Don’t Over-Exfoliate
When your skin seems agitated and makes you angry, it is tempting to try to beat it into submission with scrubs, acids, and peels. But, all of these will make your skin even more sensitive. If your skin is in sensitive mode, cut them out completely and then find a regimen (just a few times a week) that your skin is happy with. Read our "Exfoliation 101" article and start with the gentlest products. Personally, I brush every day — never scrub — and keep glycolics and the like down to twice a week at most.
Do Cut Out (Or At Least Cut Back On) Retinol.
Someone wrote in the other day asking for a serum recommendation with the caveat that she had very sensitive skin and had tried a few of our recommended heavy-hitters only to find that she experienced flare-ups. After a bit of back and forth, it was revealed that she was using retinol every night. Retinol is very drying and a strong irritant. Even if your skin is habituated to retinol itself, this ingredient has likely sensitized your skin and will make the introduction of new anti-aging products into your regimen delicate if not dicey.
Don’t Treat Sensitive Skin Like Acne-Prone Skin
Sensitive skin isn’t just red and itchy; it can also break out into rashes, lumps and bumps, and pimples. With the latter, it can seem logical to look for solutions that treat breakouts and even acne. Breakouts and acne are caused by bacteria and overproduction of sebum. Treatments that tackle these, such as salicylic acid, benzoyl peroxide, or beta hydroxyl acid, will make matters worse for sensitive skin.
Do Overhaul Your Makeup Bag
Along with cleansers, makeup can be the number one culprit for antagonizing sensitive skin. And, usually we just use more of it in a desperate attempt to cover up unsightly blotches. Makeup can contain all sorts of irritants, including color and chemical fragrance. Safe colors are made from mica flakes and iron oxides. Look for safe makeup brands such as W3LL People, which uses FDA-approved colors and iron oxides in, for example, its Nudist ColorBalm.

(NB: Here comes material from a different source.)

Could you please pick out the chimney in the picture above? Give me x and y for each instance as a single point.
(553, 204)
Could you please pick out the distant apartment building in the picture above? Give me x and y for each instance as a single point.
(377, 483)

Don’t use chemical sunscreens.
Chemical sunscreen ingredients such as oxybenzone, homosalate, and octinoxate are toxic and well-known irritants. Whenever possible, simply avoid them and go for a mineral sunscreen active — zinc oxide or titanium dioxide. A good compromise is a sunscreen that combines minerals with the least irritating chemicals, such as Amarte Ultra Veil Sunscreen SPF50.
Do proactively seek solutions for sensitive or rosacea-prone skin.
At the first sign of a flare-up, I will usually reach for Exederm. Although, strictly speaking, it's used for eczema, it also works as a treatment for rosacea and plain old zits. Learn to love LED light — red and blue light treatments are very helpful for rosacea and calming the skin (a nice bonus, while you work on those wrinkles). And, I no longer see red thanks to a daily dab on Medik8 Red Alert on my cheeks — it has the cutting edge anti-ager teprenone that is also helpful for hypersensitivity, rosacea, and broken veins. Vitamin D is also an effective ingredient for preventing rosacea flare-ups. Topical sources are hard to come by, so be grateful for Elizabeth Dehn for One Love Organics Vitamin D Moisture Mist.
Check Ingredients For Irritants Before You Buy
It is impossible to avoid all irritants, and even all-natural products may have something that sets your skin off (most likely a preservative). You can, however, do your best to preempt buyer’s regret by reading up as much as you can on the ingredients. We have a unique resource at Truth In Aging of over 1,000 ingredients, listing their uses and safety profile. If the ingredient is a known irritant, we point it out and you can decide whether to avoid it or take your chances.